Supplement to Lee's post:
1) IMG_0005.png is the scheme used to achieve lock in multi-instrument mode.
2) IMG_0004.png is the closed loop gain while the cavity is locked. Note the UGF of ~1kHz as Lee mentioned.
3) IMG_0009.png is the slow controller loop.
4) IMG_0008.pngis a spectrum for f<10kHz. Note the resonance at ~3kHz. This may be the culprit and will be investigated.
5) IMG_0007.png is the fast controller loop just being used as a low frequency boost.
6) IMG_0010(1).png is the overall structure of the laser lock box as a reference for people that build this system in the future.

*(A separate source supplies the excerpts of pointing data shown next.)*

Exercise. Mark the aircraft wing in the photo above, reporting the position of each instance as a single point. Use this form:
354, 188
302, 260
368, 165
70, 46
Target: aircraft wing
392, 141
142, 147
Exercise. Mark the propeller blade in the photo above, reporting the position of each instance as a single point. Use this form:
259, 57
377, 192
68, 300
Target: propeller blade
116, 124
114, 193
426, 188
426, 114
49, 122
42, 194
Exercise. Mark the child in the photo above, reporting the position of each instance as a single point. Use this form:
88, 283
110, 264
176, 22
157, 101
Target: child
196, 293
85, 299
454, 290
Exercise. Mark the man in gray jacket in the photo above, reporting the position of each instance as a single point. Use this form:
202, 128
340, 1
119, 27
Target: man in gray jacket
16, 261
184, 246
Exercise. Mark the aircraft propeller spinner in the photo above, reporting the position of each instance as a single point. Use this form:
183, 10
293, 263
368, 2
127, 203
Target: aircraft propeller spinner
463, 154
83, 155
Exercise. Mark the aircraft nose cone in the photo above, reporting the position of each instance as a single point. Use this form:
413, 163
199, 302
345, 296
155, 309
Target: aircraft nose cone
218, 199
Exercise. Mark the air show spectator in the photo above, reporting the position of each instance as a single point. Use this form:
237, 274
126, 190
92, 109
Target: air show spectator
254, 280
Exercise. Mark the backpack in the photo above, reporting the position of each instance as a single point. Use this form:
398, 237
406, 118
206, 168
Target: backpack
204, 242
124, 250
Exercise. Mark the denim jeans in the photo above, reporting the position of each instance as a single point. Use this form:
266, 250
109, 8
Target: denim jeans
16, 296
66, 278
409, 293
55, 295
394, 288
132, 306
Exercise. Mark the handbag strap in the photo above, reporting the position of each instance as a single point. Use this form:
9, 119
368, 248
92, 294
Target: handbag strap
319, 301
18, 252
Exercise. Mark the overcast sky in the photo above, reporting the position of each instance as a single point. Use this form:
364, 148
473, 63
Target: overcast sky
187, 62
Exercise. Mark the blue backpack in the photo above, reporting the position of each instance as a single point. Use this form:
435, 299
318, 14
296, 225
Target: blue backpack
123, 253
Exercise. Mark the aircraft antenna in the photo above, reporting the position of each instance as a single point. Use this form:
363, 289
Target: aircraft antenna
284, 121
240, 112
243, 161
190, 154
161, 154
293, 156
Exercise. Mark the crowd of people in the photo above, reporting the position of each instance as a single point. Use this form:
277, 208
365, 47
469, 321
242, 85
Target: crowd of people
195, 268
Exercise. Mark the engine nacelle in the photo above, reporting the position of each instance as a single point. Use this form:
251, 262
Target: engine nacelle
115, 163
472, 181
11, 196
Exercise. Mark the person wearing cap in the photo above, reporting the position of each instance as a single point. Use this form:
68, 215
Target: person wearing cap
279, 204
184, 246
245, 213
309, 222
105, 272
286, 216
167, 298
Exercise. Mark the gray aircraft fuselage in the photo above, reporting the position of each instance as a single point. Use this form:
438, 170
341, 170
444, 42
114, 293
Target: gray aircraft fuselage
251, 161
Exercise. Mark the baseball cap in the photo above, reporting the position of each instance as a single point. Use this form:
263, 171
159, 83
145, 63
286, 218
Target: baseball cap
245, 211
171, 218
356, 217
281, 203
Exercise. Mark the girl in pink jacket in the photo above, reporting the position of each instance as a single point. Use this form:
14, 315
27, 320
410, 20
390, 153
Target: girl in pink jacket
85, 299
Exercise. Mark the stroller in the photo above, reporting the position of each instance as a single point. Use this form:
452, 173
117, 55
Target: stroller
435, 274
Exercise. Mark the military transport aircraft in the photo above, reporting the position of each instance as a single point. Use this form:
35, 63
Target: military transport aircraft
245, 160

Quick test to see if the air theory is likely. IMG_0011.png is cavity locked, fans off, no noise emitting as a control. IMG_0014.png is cavity locked, emitting a 1kHz sound from my phone about 1.5 meters away from the cavity with the lid off (reference trace) and lid on (active measurement). Noise is definitely muted. Air theory seems plausible.
Flexure Mount spring constant: E*A/L = 200 GPA * pi * 0.035 in ^2 / 0.1 in = 2*10^8 N/m
Resonant frequency: 75 kHz
RMS displacement: 2 * 10^-14 m for 40 dB of sound
The small piece of metal that flexes on this mount is 0.020" thick and 1.5" long according to SolidWorks (this seems about right experimentally). This is a cross section 10x of the screw, so this also doesn't explain the acoustic pick-up.